The Customs Act 1901, section 183UA, section 243T, section 243U, (2) the Commerce (Trade Descriptions) Act 1905, (3) IP Australia and (4) Notice of Objections.
If a business imports fake or counterfeit trademarked goods and if the goods enter Australia via the international mail centre, the label on the outside of the box generally states that the goods are less than $1000 AUD.
- The package is x-rayed.
- The package is released.
- The package is delivered.
- The process re-occurs.
If a business imports fake or counterfeit trademarked goods and if the goods enter the country via air express carriers, general air cargo or sea freight – whether or not the goods are under or over $1000 AUD, a declaration (a communicated statement) is required to be made to the ABF).
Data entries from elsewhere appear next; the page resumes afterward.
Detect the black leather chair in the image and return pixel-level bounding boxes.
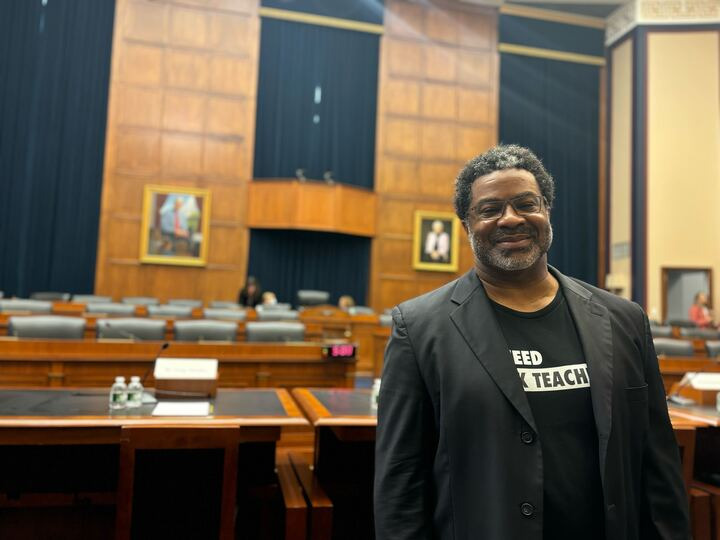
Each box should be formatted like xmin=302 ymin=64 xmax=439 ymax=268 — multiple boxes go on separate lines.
xmin=296 ymin=290 xmax=330 ymax=307
xmin=256 ymin=310 xmax=299 ymax=322
xmin=72 ymin=294 xmax=113 ymax=304
xmin=30 ymin=292 xmax=71 ymax=302
xmin=147 ymin=305 xmax=193 ymax=318
xmin=653 ymin=338 xmax=694 ymax=357
xmin=121 ymin=296 xmax=159 ymax=306
xmin=649 ymin=325 xmax=673 ymax=338
xmin=0 ymin=299 xmax=53 ymax=313
xmin=174 ymin=320 xmax=237 ymax=342
xmin=706 ymin=341 xmax=720 ymax=358
xmin=245 ymin=322 xmax=305 ymax=342
xmin=168 ymin=299 xmax=203 ymax=308
xmin=379 ymin=314 xmax=393 ymax=327
xmin=680 ymin=327 xmax=720 ymax=340
xmin=86 ymin=302 xmax=136 ymax=315
xmin=8 ymin=316 xmax=85 ymax=339
xmin=203 ymin=308 xmax=247 ymax=321
xmin=96 ymin=318 xmax=166 ymax=340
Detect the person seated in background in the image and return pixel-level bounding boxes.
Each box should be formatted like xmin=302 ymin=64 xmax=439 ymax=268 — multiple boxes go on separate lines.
xmin=338 ymin=295 xmax=355 ymax=311
xmin=238 ymin=276 xmax=263 ymax=308
xmin=689 ymin=291 xmax=715 ymax=327
xmin=261 ymin=291 xmax=277 ymax=306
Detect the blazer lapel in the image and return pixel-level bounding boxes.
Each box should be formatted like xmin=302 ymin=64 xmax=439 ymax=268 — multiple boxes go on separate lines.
xmin=449 ymin=270 xmax=537 ymax=433
xmin=553 ymin=268 xmax=614 ymax=478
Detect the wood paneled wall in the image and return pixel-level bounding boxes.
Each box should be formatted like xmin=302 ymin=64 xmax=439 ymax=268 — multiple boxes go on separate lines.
xmin=95 ymin=0 xmax=498 ymax=308
xmin=370 ymin=0 xmax=498 ymax=310
xmin=95 ymin=0 xmax=259 ymax=303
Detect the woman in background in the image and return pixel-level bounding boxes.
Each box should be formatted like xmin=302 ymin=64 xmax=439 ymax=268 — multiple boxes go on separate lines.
xmin=689 ymin=291 xmax=715 ymax=328
xmin=238 ymin=276 xmax=263 ymax=308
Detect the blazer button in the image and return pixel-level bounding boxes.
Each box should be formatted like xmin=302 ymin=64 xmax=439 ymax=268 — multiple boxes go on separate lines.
xmin=521 ymin=431 xmax=534 ymax=444
xmin=520 ymin=502 xmax=534 ymax=517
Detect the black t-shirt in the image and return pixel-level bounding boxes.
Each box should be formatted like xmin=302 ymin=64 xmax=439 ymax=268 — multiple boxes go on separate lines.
xmin=490 ymin=288 xmax=605 ymax=539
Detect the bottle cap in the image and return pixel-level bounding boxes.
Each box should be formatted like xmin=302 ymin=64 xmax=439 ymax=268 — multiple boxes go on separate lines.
xmin=130 ymin=376 xmax=140 ymax=383
xmin=115 ymin=376 xmax=125 ymax=383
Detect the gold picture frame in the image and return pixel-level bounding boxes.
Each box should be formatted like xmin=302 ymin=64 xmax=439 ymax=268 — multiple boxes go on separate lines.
xmin=139 ymin=185 xmax=211 ymax=267
xmin=412 ymin=210 xmax=461 ymax=272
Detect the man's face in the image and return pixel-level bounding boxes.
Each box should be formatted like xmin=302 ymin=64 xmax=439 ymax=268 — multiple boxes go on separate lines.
xmin=432 ymin=221 xmax=444 ymax=234
xmin=465 ymin=168 xmax=552 ymax=273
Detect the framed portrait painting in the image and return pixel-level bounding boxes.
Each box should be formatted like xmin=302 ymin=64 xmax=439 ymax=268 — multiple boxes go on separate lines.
xmin=412 ymin=210 xmax=461 ymax=272
xmin=139 ymin=185 xmax=211 ymax=266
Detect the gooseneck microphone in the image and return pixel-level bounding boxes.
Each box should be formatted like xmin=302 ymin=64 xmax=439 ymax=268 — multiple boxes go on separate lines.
xmin=141 ymin=341 xmax=170 ymax=387
xmin=667 ymin=370 xmax=703 ymax=406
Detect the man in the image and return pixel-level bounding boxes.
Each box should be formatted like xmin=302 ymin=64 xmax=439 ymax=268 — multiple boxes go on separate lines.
xmin=424 ymin=220 xmax=450 ymax=262
xmin=374 ymin=145 xmax=689 ymax=539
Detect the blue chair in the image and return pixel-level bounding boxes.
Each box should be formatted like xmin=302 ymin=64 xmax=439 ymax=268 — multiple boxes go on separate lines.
xmin=245 ymin=322 xmax=305 ymax=342
xmin=174 ymin=320 xmax=237 ymax=342
xmin=8 ymin=316 xmax=85 ymax=339
xmin=653 ymin=338 xmax=693 ymax=357
xmin=0 ymin=299 xmax=53 ymax=313
xmin=86 ymin=302 xmax=136 ymax=315
xmin=203 ymin=308 xmax=247 ymax=321
xmin=97 ymin=318 xmax=166 ymax=340
xmin=147 ymin=305 xmax=193 ymax=318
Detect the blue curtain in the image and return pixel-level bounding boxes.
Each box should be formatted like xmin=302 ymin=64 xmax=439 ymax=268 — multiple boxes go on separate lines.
xmin=0 ymin=0 xmax=115 ymax=297
xmin=261 ymin=0 xmax=384 ymax=25
xmin=247 ymin=229 xmax=371 ymax=306
xmin=500 ymin=54 xmax=600 ymax=285
xmin=253 ymin=19 xmax=379 ymax=189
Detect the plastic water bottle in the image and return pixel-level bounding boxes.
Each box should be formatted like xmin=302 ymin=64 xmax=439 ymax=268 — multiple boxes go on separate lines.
xmin=127 ymin=376 xmax=143 ymax=409
xmin=109 ymin=376 xmax=128 ymax=410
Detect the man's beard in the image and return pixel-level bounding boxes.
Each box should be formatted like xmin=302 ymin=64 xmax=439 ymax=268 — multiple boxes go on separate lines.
xmin=469 ymin=222 xmax=553 ymax=272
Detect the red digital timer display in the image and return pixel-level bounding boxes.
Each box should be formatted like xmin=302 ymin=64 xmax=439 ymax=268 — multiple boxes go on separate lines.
xmin=325 ymin=344 xmax=356 ymax=358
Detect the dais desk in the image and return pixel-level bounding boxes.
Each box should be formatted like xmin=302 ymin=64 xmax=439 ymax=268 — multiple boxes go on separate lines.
xmin=0 ymin=338 xmax=356 ymax=389
xmin=0 ymin=388 xmax=308 ymax=539
xmin=292 ymin=388 xmax=376 ymax=540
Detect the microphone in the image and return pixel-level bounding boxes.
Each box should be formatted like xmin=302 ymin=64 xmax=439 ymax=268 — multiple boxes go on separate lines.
xmin=667 ymin=370 xmax=703 ymax=406
xmin=141 ymin=341 xmax=170 ymax=387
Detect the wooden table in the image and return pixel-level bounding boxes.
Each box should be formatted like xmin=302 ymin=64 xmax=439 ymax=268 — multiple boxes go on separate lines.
xmin=0 ymin=338 xmax=356 ymax=389
xmin=670 ymin=404 xmax=720 ymax=540
xmin=658 ymin=356 xmax=720 ymax=394
xmin=292 ymin=388 xmax=376 ymax=540
xmin=0 ymin=387 xmax=309 ymax=540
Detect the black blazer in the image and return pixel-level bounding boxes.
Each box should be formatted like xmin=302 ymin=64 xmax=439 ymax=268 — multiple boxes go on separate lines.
xmin=374 ymin=267 xmax=690 ymax=540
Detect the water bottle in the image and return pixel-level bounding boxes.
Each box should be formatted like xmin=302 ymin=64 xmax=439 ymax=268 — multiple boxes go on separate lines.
xmin=127 ymin=376 xmax=144 ymax=409
xmin=109 ymin=376 xmax=128 ymax=410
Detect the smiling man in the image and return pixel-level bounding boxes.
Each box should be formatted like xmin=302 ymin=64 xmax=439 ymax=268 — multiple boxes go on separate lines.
xmin=374 ymin=145 xmax=689 ymax=540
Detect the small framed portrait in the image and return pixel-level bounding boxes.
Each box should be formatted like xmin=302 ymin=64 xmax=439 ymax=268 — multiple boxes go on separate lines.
xmin=412 ymin=210 xmax=461 ymax=272
xmin=139 ymin=185 xmax=211 ymax=266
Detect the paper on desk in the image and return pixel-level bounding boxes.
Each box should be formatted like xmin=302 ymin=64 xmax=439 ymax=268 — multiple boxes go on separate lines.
xmin=152 ymin=401 xmax=210 ymax=416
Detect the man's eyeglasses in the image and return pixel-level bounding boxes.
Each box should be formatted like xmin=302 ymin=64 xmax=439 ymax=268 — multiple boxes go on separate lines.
xmin=470 ymin=194 xmax=546 ymax=221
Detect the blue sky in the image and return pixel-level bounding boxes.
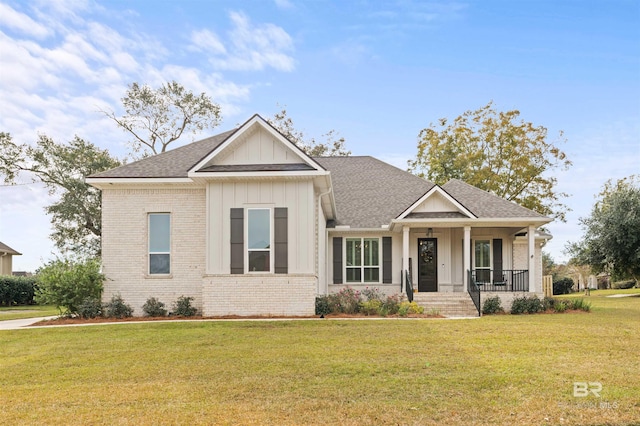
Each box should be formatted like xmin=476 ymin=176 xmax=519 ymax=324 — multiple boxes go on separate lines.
xmin=0 ymin=0 xmax=639 ymax=271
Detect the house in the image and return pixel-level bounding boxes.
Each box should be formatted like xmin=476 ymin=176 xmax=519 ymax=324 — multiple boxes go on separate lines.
xmin=0 ymin=241 xmax=21 ymax=276
xmin=87 ymin=114 xmax=552 ymax=317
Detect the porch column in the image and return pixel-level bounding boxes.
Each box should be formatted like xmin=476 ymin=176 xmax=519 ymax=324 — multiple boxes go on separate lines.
xmin=528 ymin=225 xmax=536 ymax=292
xmin=402 ymin=226 xmax=410 ymax=292
xmin=463 ymin=226 xmax=471 ymax=292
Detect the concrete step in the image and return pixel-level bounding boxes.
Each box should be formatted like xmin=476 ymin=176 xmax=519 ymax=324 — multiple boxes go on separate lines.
xmin=411 ymin=293 xmax=479 ymax=317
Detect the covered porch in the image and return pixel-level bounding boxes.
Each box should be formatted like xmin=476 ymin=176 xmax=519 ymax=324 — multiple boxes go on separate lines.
xmin=396 ymin=223 xmax=544 ymax=295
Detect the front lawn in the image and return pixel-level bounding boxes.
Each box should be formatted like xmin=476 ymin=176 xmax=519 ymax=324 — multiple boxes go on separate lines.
xmin=0 ymin=293 xmax=638 ymax=425
xmin=0 ymin=305 xmax=58 ymax=321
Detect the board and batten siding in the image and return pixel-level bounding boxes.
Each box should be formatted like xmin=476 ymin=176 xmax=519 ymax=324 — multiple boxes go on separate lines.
xmin=207 ymin=180 xmax=316 ymax=274
xmin=209 ymin=127 xmax=304 ymax=166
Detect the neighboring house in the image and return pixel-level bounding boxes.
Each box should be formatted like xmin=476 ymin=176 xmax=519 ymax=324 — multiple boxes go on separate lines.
xmin=87 ymin=114 xmax=552 ymax=317
xmin=0 ymin=241 xmax=21 ymax=276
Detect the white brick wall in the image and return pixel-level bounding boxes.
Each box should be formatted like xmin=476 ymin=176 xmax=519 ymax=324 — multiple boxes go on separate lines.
xmin=101 ymin=187 xmax=206 ymax=315
xmin=202 ymin=274 xmax=316 ymax=316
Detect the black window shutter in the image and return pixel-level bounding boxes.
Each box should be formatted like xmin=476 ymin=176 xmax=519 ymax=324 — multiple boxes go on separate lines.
xmin=382 ymin=236 xmax=392 ymax=283
xmin=333 ymin=237 xmax=343 ymax=284
xmin=493 ymin=238 xmax=503 ymax=278
xmin=274 ymin=208 xmax=288 ymax=274
xmin=230 ymin=208 xmax=244 ymax=274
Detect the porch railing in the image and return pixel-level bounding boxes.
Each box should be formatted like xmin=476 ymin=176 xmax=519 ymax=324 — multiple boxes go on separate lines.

As the trademark owner has 1) a registered trademark with IP Australia and 2) a Notice of Objection (NoO) filed with the ABF, the ABF should be seizing the goods at the air express carriers depot, the air cargo terminal or at the sea freight depot.
The ABF states:
When are goods seized under the Notice of Objection Scheme
The ABF seizes goods that:
- are subject to customs control
- are covered by a valid Notice of Objection
- appear to infringe IP rights
- are intended for commercial purposes
It is in my opinion that the business could be prosecuted under both section 243T and section 243U of the Customs Act 1901 [if they have imported goods both under and over $1000 AUD] as there was a statement made to the ABF.
The ABF appears to be reactive instead of pro-active in regards to stopping fake or counterfeit goods from entering the Australian marketplace.